Anthony Snodgrass, Homer and the Artists:

Text and Picture in Early Greek Art, Cambridge University Press, Cambridge 1998, xii, 186pp,
ISBN 0 521 62022 8 (hb), 0 521 62981 0 (pb)

reviewed by Andrew Erskine

University College,
Dublin

In the tenth book of the Odyssey Odysseus and his companions find themselves trapped in the cave of the Cyclops Polyphemos. After their monstrous host has munched his way through several of his guests, the remainder take action. Odysseus makes a sharp, wooden stake, cutting it from a massive cudgel discovered in the cave; then together with four of his men he plunges the stake into the eye of the drunken, sleeping Polyphemos. But it was not only literature which took the blinding of Polyphemos as its theme; it is also found in art. The scene features on several vases from the mid seventh century BC, the products of workshops in Argos, Athens and the West. Is the coincidence of subject-matter a sign that the artists were familiar with Homer's work? And, furthermore, can it be taken as evidence that the Odyssey was already widely circulated by the first half of the seventh century? The answer to both these questions has usually been a vigorous 'yes'.

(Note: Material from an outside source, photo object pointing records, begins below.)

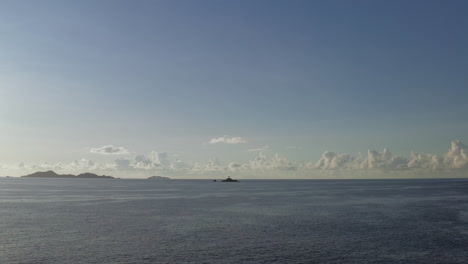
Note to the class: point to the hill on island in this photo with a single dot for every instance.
(51, 174)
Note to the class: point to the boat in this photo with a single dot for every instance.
(229, 179)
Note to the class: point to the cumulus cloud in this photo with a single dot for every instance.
(455, 158)
(374, 160)
(228, 140)
(109, 150)
(262, 149)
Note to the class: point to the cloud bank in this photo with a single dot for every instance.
(109, 150)
(455, 158)
(454, 163)
(227, 140)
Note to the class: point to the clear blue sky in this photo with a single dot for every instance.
(300, 77)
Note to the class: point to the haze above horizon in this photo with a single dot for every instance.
(253, 89)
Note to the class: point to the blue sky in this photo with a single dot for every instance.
(301, 77)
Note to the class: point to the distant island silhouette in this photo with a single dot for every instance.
(158, 178)
(51, 174)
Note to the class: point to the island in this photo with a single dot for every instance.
(158, 178)
(51, 174)
(229, 179)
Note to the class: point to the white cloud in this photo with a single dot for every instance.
(262, 149)
(374, 160)
(109, 150)
(227, 140)
(455, 158)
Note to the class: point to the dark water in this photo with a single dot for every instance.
(182, 221)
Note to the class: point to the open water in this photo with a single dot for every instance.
(253, 221)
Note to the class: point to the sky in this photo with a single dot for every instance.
(254, 89)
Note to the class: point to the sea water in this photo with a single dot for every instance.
(252, 221)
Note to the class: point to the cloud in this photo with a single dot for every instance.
(455, 158)
(374, 160)
(262, 149)
(109, 150)
(227, 140)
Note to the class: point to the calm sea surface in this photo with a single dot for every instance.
(255, 221)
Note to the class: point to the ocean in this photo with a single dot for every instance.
(252, 221)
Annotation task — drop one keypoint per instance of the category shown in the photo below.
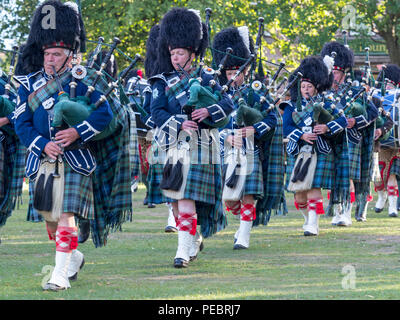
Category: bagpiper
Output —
(244, 143)
(191, 174)
(74, 173)
(12, 152)
(360, 115)
(389, 145)
(311, 123)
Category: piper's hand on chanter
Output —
(309, 137)
(320, 129)
(377, 133)
(4, 121)
(52, 150)
(235, 140)
(247, 131)
(189, 126)
(351, 122)
(66, 137)
(200, 114)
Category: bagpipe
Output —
(389, 113)
(203, 96)
(73, 109)
(249, 115)
(135, 89)
(6, 105)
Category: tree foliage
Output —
(297, 27)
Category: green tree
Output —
(297, 27)
(383, 18)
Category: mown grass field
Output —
(361, 262)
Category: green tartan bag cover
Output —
(74, 111)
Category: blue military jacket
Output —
(35, 130)
(167, 111)
(361, 121)
(261, 128)
(294, 131)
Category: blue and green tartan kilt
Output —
(200, 182)
(200, 185)
(355, 161)
(78, 195)
(394, 169)
(324, 171)
(254, 180)
(154, 177)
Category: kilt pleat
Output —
(323, 176)
(78, 196)
(355, 160)
(253, 184)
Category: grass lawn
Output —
(357, 262)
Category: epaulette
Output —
(25, 80)
(159, 76)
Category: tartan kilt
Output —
(200, 183)
(324, 171)
(78, 195)
(395, 167)
(355, 161)
(253, 184)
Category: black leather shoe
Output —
(308, 234)
(192, 258)
(84, 231)
(170, 229)
(52, 287)
(238, 247)
(180, 263)
(75, 276)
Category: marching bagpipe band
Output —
(12, 152)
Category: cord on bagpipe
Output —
(73, 110)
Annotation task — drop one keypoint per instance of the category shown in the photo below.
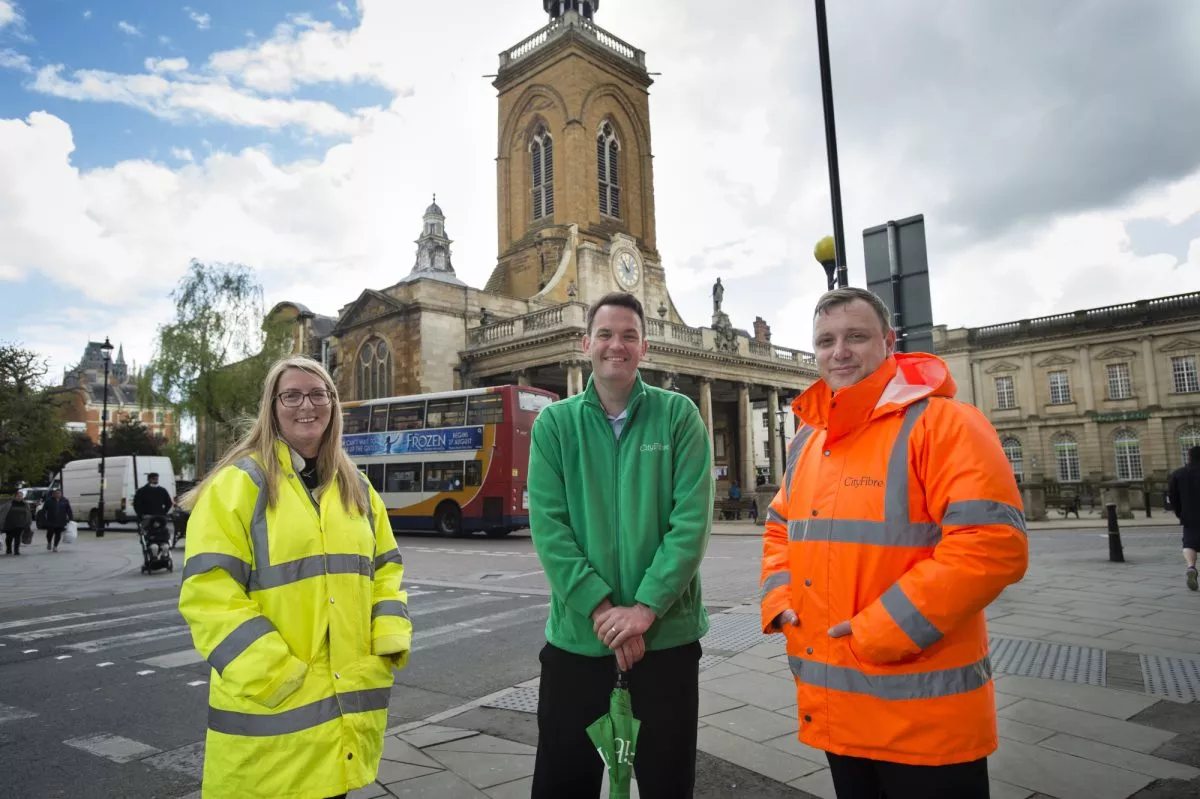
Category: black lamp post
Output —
(107, 349)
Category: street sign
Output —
(898, 271)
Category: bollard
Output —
(1116, 553)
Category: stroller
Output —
(155, 539)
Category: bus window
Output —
(443, 475)
(403, 478)
(445, 413)
(354, 420)
(406, 415)
(485, 409)
(375, 474)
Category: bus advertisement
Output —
(453, 462)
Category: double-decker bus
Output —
(453, 462)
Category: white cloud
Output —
(201, 19)
(166, 65)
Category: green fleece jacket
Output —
(628, 520)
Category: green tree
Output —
(31, 430)
(211, 360)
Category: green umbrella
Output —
(616, 738)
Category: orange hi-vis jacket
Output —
(900, 515)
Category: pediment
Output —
(1056, 360)
(1116, 353)
(371, 305)
(1003, 366)
(1180, 344)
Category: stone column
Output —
(1147, 356)
(706, 407)
(777, 449)
(1085, 361)
(745, 432)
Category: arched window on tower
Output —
(375, 370)
(541, 150)
(609, 170)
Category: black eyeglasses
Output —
(294, 398)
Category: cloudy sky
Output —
(1050, 145)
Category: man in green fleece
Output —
(621, 509)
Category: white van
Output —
(79, 481)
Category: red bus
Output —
(453, 462)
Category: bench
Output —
(732, 509)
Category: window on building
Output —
(1128, 450)
(1183, 371)
(541, 151)
(1060, 388)
(1066, 452)
(607, 156)
(1120, 382)
(375, 370)
(1013, 452)
(1189, 437)
(1006, 395)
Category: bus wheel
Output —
(448, 520)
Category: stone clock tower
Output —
(574, 167)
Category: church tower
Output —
(574, 166)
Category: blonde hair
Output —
(333, 463)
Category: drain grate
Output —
(1049, 661)
(1171, 677)
(522, 700)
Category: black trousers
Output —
(856, 778)
(575, 691)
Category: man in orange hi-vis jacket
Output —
(897, 523)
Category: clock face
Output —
(627, 269)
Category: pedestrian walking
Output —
(54, 515)
(15, 521)
(292, 589)
(1183, 490)
(898, 522)
(621, 509)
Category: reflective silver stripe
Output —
(793, 456)
(895, 499)
(390, 607)
(239, 641)
(843, 530)
(984, 511)
(205, 562)
(391, 556)
(774, 581)
(919, 685)
(909, 618)
(258, 521)
(365, 701)
(276, 724)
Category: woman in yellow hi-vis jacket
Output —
(292, 592)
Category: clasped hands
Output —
(621, 629)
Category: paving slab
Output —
(754, 724)
(1091, 698)
(1087, 725)
(757, 757)
(1123, 758)
(1060, 775)
(757, 689)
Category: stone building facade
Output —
(1090, 397)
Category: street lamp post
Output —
(107, 349)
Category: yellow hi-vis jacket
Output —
(298, 608)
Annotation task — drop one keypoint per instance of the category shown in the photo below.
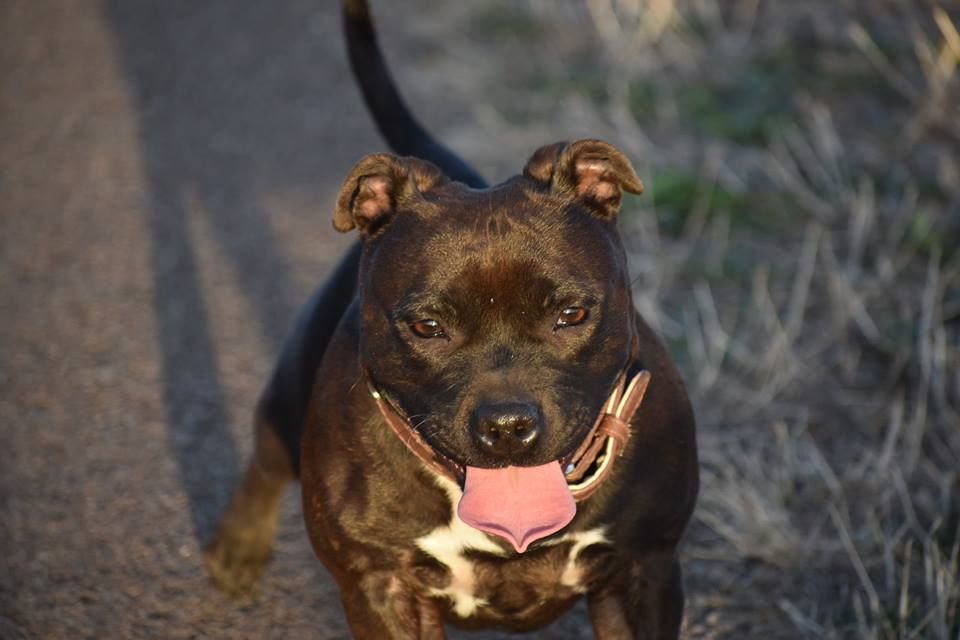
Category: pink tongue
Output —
(520, 504)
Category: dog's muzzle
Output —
(585, 469)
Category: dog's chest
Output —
(484, 581)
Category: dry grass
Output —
(799, 253)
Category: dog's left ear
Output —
(592, 172)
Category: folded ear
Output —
(590, 171)
(378, 186)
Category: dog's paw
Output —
(236, 562)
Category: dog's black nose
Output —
(506, 430)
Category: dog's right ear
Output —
(380, 185)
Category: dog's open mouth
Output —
(524, 504)
(520, 504)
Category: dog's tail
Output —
(403, 133)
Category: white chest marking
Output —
(447, 545)
(572, 575)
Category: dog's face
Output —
(496, 320)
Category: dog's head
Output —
(497, 320)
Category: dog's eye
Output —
(571, 317)
(428, 328)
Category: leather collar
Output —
(585, 469)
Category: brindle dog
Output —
(455, 400)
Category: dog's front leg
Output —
(643, 601)
(381, 607)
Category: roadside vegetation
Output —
(798, 248)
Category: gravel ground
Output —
(166, 171)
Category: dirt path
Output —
(166, 171)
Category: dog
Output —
(484, 428)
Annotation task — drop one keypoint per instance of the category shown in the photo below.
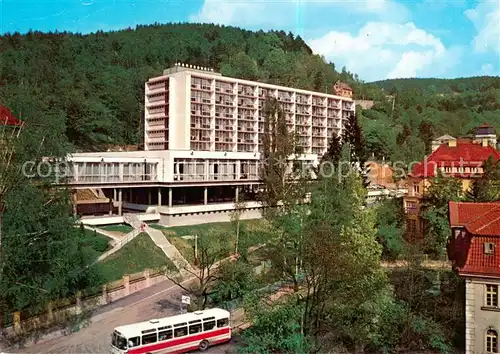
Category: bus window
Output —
(149, 338)
(208, 326)
(224, 322)
(180, 332)
(164, 335)
(195, 328)
(134, 342)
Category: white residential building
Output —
(203, 139)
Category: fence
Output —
(62, 310)
(127, 238)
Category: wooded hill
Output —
(92, 86)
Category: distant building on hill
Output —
(342, 89)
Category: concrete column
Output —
(120, 202)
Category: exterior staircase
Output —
(185, 269)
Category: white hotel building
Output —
(203, 138)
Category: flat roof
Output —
(135, 329)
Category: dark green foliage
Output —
(275, 331)
(390, 228)
(435, 211)
(411, 112)
(334, 151)
(95, 83)
(43, 256)
(235, 279)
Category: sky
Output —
(377, 39)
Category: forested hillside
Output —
(94, 84)
(412, 112)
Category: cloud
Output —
(382, 50)
(290, 13)
(486, 18)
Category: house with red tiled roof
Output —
(474, 249)
(459, 158)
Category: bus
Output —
(176, 334)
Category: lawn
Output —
(123, 228)
(185, 246)
(139, 254)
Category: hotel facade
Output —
(202, 144)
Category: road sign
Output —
(186, 300)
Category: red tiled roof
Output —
(7, 118)
(465, 154)
(482, 225)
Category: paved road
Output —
(160, 300)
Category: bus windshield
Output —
(118, 341)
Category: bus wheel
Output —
(204, 345)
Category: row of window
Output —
(160, 334)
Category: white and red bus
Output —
(176, 334)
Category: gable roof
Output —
(477, 218)
(466, 153)
(7, 118)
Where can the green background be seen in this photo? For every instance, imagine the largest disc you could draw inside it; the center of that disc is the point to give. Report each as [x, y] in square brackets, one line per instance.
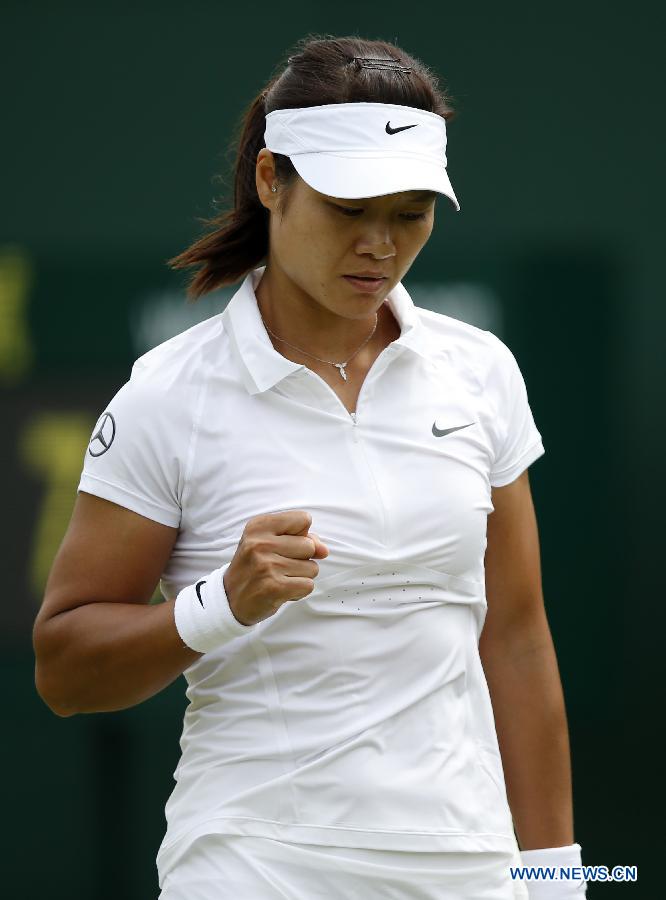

Snodgrass, however, would dissent. His whole book is devoted to proving that not only did early Greek art rarely illustrate Homer, it was rarely even inspired by it. This thesis is not in itself new. It was the subject of an important 1983 article by R.M. Cook, to whom Snodgrass has dedicated the present book, but the case has never before been made with such thoroughness. Concentrating on the eighth and seventh centuries, Snodgrass meticulously studies examples of scenes often thought to be illustrations of Homer. Geometric art, he argues, offers nothing that can be identified as Homeric; indeed there is only one Trojan war scene and that is Ajax's rescue of the body of Achilles, a scene which occurs in neither the Odyssey nor the Iliad. One of the more bizarre apparitions of Geometric art takes the form of a pair of Siamese twins, warriors with two heads, four legs, four arms and one torso, and the subject of some fascinating pages in Snodgrass's book. They were especially popular in early Greek art, and are depicted in about fourteen surviving pictures, but there is no clear sign of Homeric influence here. Twice in the Iliad Nestor does refer to the twins, yet significantly he does not mention their rather striking deformity. It is preferable to understand both the artists and Homer as drawing on the same body of legendary material.

By the mid seventh century figures on vases are beginning to be identified by captions. This at least makes it easier to determine whether the scene is from the Trojan war. Instead of two warriors fighting over a body we can be sure that we are looking at Menelaos and Hektor fighting over the body of Euphorbos, as found on a famous Rhodian plate of the late seventh century, a picture that makes an impressive and appropriate cover for the book. This could very well be an illustration of Iliad book 17 where Menelaos abandons his attempt to strip the dead Euphorbos' corpse when he sees the approaching Hektor. Snodgrass, however, observing various discrepancies between the painting and the poem, suggests that the painting is a representation of an Argive version of the encounter in which Menelaos does successfully strip the corpse. Evidence for this tradition can be found in the shield of Euphorbos in Hera's sanctuary near Argos, supposedly dedicated by Menelaos himself. This is certainly plausible and helps to show that common subject matter is insufficient to prove influence. On the other hand, where a minor character is named, such as 'Odios' in the embassy to Achilles, then we can be more confident that the artist had Homer in mind.

This is a book of enormous learning and subtlety, and its conclusion is surely right, yet at the same time it seems something of a missed opportunity. It is devoted to a negative and tightly-argued thesis, that Homer's epic poems had only minimal influence on early Greek art. Snodgrass is re-thinking early Greek art as he goes, but he is re-thinking it within the restrictions imposed by the very narrow focus of the book as a whole. Thus the positive, for instance the illuminating chapters on synoptic narrative and on composition, can be rather swamped in the relentless negative arguments. Others will now need to work through the implications of his thesis, for example the role that must be assigned to oral tradition and all its local variations. Perhaps it is no coincidence that this book should appear at a time when the literary culture of the recent past is being eroded by an increasing emphasis on the visual.